The ingenious plot centres on a portal that allows anyone to briefly inhabit the mind of the famous actor (playing himself, naturally), a surreal concept that feels oddly familiar in an era that allows us to follow the fleeting thoughts of celebrities on social media.
Familiar, too, is how the main attraction seems to be fame as such. Everybody wants to be Malkovich, but in the film, nobody can remember much about him, even the titles of his films. In person, too, he registers as something of a blank – which licenses the actual Malkovich to give a bravura performance as a figure whose identity keeps shifting.
But if this is a joke about the emptiness of celebrity, it is one that rebounds on itself. If Malkovich were playing a straightforwardly fictional character, it wouldn’t be the same because the audience is also enticed by the prospect of getting closer to the actual Malkovich, however much of an illusion that might be.
And is it just an illusion? As Cage implies in his comments on Unbearable Weight, to play yourself in the strictest sense is impossible: all you can ever play is an imagined version of yourself. But equally, whatever character an actor might play, they only have themselves to draw on and their choices have the potential to be revealing.
For the viewer, following an actor through this maze can be an invitation to ponder not just the identity of the figure on screen but the larger riddle of identity itself. Ultimately, it might lead to a question that perhaps everyone should ask themselves at one time or another: if I stopped playing myself, who would I be?
The Unbearable Weight of Massive Talent opens on April 21.
Other actors who’ve played themselves
Maggie Cheung in Irma Vep (1996)
At the peak of her Hong Kong stardom, the fictional Cheung agrees to appear in a remake of a French silent classic, shooting in Paris, where she becomes a bewildered object of fascination to everyone around her.

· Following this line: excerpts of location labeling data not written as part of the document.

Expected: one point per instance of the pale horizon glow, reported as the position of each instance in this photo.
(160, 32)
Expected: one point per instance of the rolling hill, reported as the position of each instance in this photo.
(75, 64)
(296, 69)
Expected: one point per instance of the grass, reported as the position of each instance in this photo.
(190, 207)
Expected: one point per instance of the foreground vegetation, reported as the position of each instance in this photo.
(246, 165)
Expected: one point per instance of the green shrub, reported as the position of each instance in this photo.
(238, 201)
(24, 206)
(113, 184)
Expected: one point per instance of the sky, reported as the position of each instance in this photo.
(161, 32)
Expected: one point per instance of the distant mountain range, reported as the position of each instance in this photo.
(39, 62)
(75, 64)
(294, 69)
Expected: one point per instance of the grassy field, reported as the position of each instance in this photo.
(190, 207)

Adding another wing to the hall of mirrors, Cheung was later briefly married to her French director, Olivier Assayas, now remaking the film for HBO with Alicia Vikander.
Steve Coogan in Coffee and Cigarettes (2003), Tristram Shandy (2005) and The Trip (2010) and its sequels
By now the self-absorbed British comic Steve Coogan must rank as the real Coogan’s second most beloved character (just behind dim-witted broadcaster Alan Partridge). Ironically, much of his popularity stems from his uncanny impersonations of other people, especially when sparring with frenemy Rob Brydon across the four seasons of The Trip.
Jean-Claude van Damme in JCVD (2008)
In his native Belgium, the martial arts champion turned action star is caught up in a hostage situation that tests his capacity to play the hero in real life – and at the same time lets him reveal an emotional range unsuspected by all but his biggest fans.
Joaquin Phoenix in I’m Still Here (2010)
Sick of the falsity of Hollywood, Phoenix makes a disastrous bid to reinvent himself as a hip-hop performer in this mockumentary masterminded by his friend Casey Affleck. Phoenix’s apparent meltdown, staged in public over many months, was taken seriously by many till the penny dropped.
Kate Lyn Sheil in Kate Plays Christine (2016)
Known for her versatility in low-budget indie films, Sheil does double duty on this harrowing mockumentary, playing herself as she supposedly prepares to tackle the ethically tricky role of real-life Cleveland TV presenter Christine Chubbuck, who committed suicide live on air in 1974.